I have a habit of not sticking to my New Year’s resolutions. This year is different. As opposed to resolving to stop doing this or that, I resolved that this year would be my year for reading books again. Over the years, I have seen myself rely more and more on online content for virtually all of my current events and historical research. But 2009 so far has been different. Needless to say, I procrastinated (another resolution work-in- progress) in finding my way to my local Barnes & Nobel but last week I finally walked in, $25.00 B&N gift certificate in hand, and purchased Thom Hartmann’s “Cracking the Code” (Berrett-Koehler Publishers).
Mr. Hartmann is a radio host on Air-America Radio. His radio program is by far one of the most intelligent talk shows on the AM dial. His remarkable speaking skills on the radio easily transitions into well written books. (He has authored close to 20 other books) “Cracking the Code” is one of his finest works.
As the title implies, the book explores the many ways in which we communicate (codes) and process information. Though not exactly a treatise in human neuro-lingusitics, the reader is easily guided through the complexities of the senses and the brain in processing information.
He identifies and details numerous examples of the different language “codes” that are used in persuading others. The book specifically highlights the subtle (and not so subtle) ways that the Bush administration used a myriad of techniques to dupe the American people into accepting and following their misguided policies. He explores and crisply explains concepts like “framing” and “pacing” and how such practices can easily manipulate the recipient of the information into subconsciously agreeing.
Given the events of the past eight years, reading this book will serve as a retroactive blue print for understanding how the Bush administration mastered these codes and applied them effectively. He points out numerous examples where codes have been successfully used by progressive leaders in advancing the liberal agenda. Mr. Hartmann uses past speeches, campaign ads, and interviews and breaks them down so the reader can appreciate the built in codes.

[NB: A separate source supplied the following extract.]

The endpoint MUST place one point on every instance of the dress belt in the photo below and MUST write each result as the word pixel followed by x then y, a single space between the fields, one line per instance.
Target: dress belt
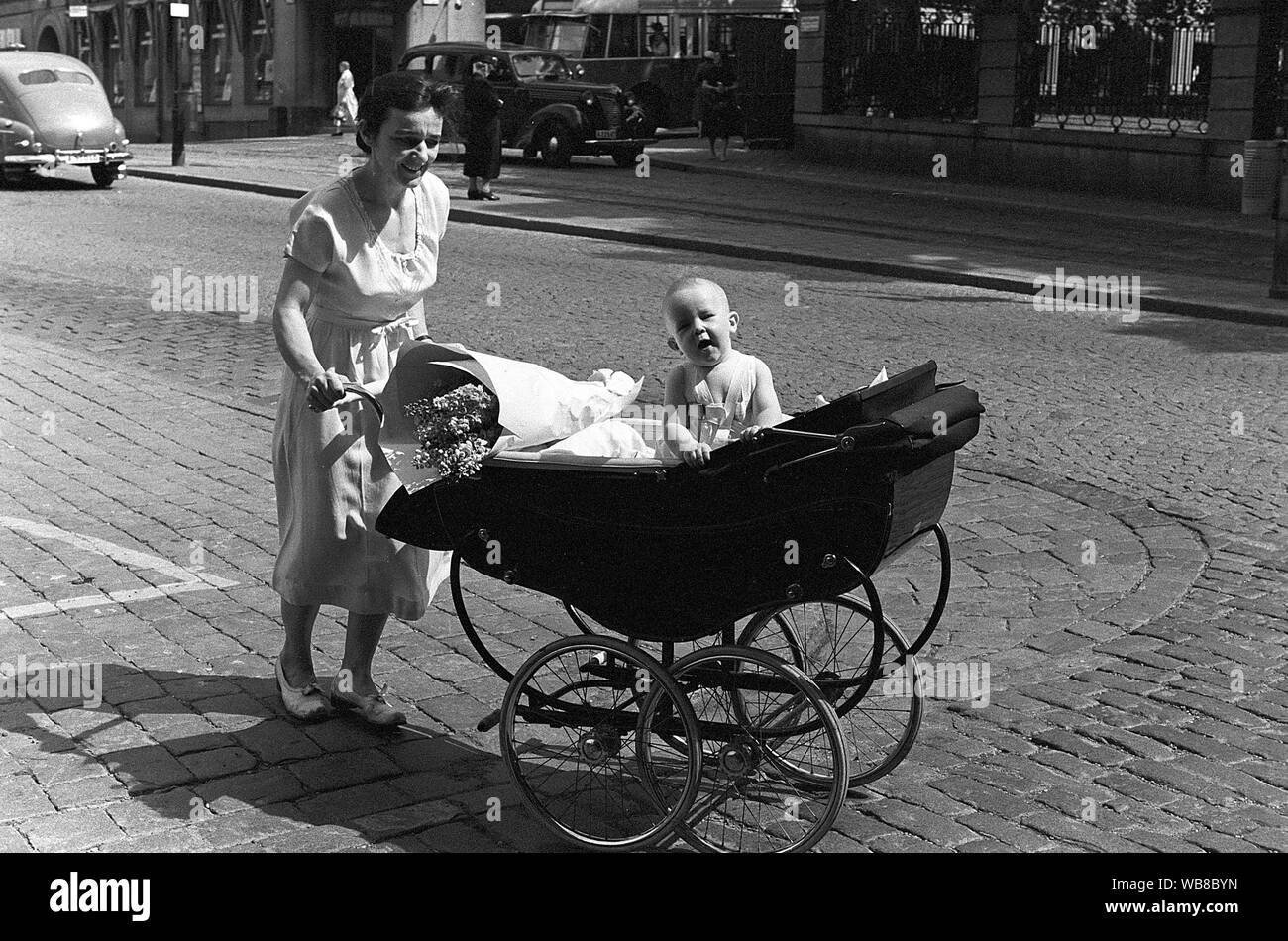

Like playing a record album backwards on a turntable to reveal a secret message in the lyrics, the book shines lumen upon lumen on linguistic manipulation. This masterful decoding reminded of me of when I had to deconsruct sentences using “non-verb-adjective” diagrams in elementary school.
His reliance on real events and anecdotes gives the book both pedagogical and political legitimacy. The book is part psychology text, part advertising how-to manual and part political exposé.
After reading this fine work, you will never listen to a speech, watch a commercail or read a political article in quite the same manner again. All liberals should have “Cracking the Code” on their bookshelf!